5.28.1. Providing the Source Code

Compliance activities should begin before you generate the final image. The first thing you should look at is the requirement that tops the list for most compliance groups - providing the source. The Yocto Project has a few ways of meeting this requirement.

One of the easiest ways to meet this requirement is to provide the entire DL_DIR used by the build. This method, however, has a few issues. The most obvious is the size of the directory since it includes all sources used in the build and not just the source used in the released image. It will include toolchain source, and other artifacts, which you would not generally release. However, the more serious issue for most companies is accidental release of proprietary software. The Yocto Project provides an archiver class to help avoid some of these concerns.

Before you employ DL_DIR or the archiver class, you need to decide how you choose to provide source. The source archiver class can generate tarballs and SRPMs and can create them with various levels of compliance in mind.

One way of doing this (but certainly not the only way) is to release just the source as a tarball. You can do this by adding the following to the local.conf file found in the Build Directory:

     INHERIT += "archiver"
     ARCHIVER_MODE[src] = "original"
                

During the creation of your image, the source from all recipes that deploy packages to the image is placed within subdirectories of DEPLOY_DIR/sources based on the LICENSE for each recipe.

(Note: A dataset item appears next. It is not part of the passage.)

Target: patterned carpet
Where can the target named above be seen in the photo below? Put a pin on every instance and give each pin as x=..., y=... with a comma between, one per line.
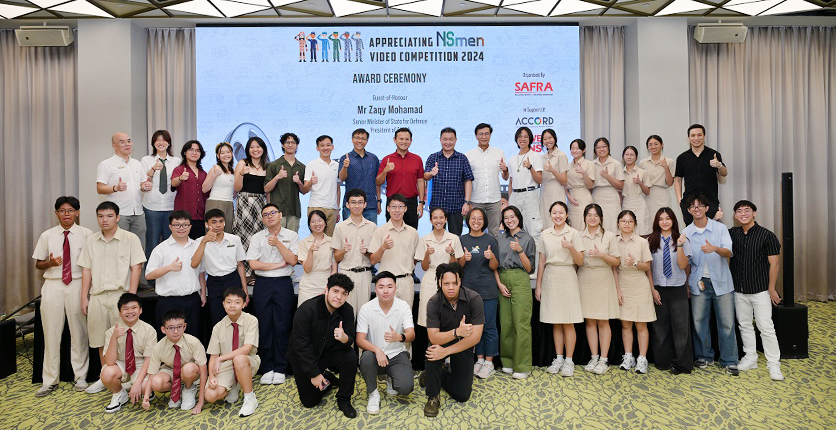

Releasing the entire directory enables you to comply with requirements concerning providing the unmodified source. It is important to note that the size of the directory can get large.

A way to help mitigate the size issue is to only release tarballs for licenses that require the release of source. Let us assume you are only concerned with GPL code as identified by running the following script:

     # Script to archive a subset of packages matching specific license(s)
     # Source and license files are copied into sub folders of package folder
     # Must be run from build folder
     #!/bin/bash
     src_release_dir="source-release"
     mkdir -p $src_release_dir
     for a in tmp/deploy/sources/*; do
        for d in $a/*; do
           # Get package name from path
           p=`basename $d`
           p=${p%-*}
           p=${p%-*}
           # Only archive GPL packages (update *GPL* regex for your license check)
           numfiles=`ls tmp/deploy/licenses/$p/*GPL* 2> /dev/null | wc -l`
           if [ $numfiles -gt 1 ]; then
              echo Archiving $p
              mkdir -p $src_release_dir/$p/source
              cp $d/* $src_release_dir/$p/source 2> /dev/null
              mkdir -p $src_release_dir/$p/license
              cp tmp/deploy/licenses/$p/* $src_release_dir/$p/license 2> /dev/null
           fi
        done
     done                

At this point, you could create a tarball from the gpl_source_release directory and provide that to the end user. This method would be a step toward achieving compliance with section 3a of GPLv2 and with section 6 of GPLv3.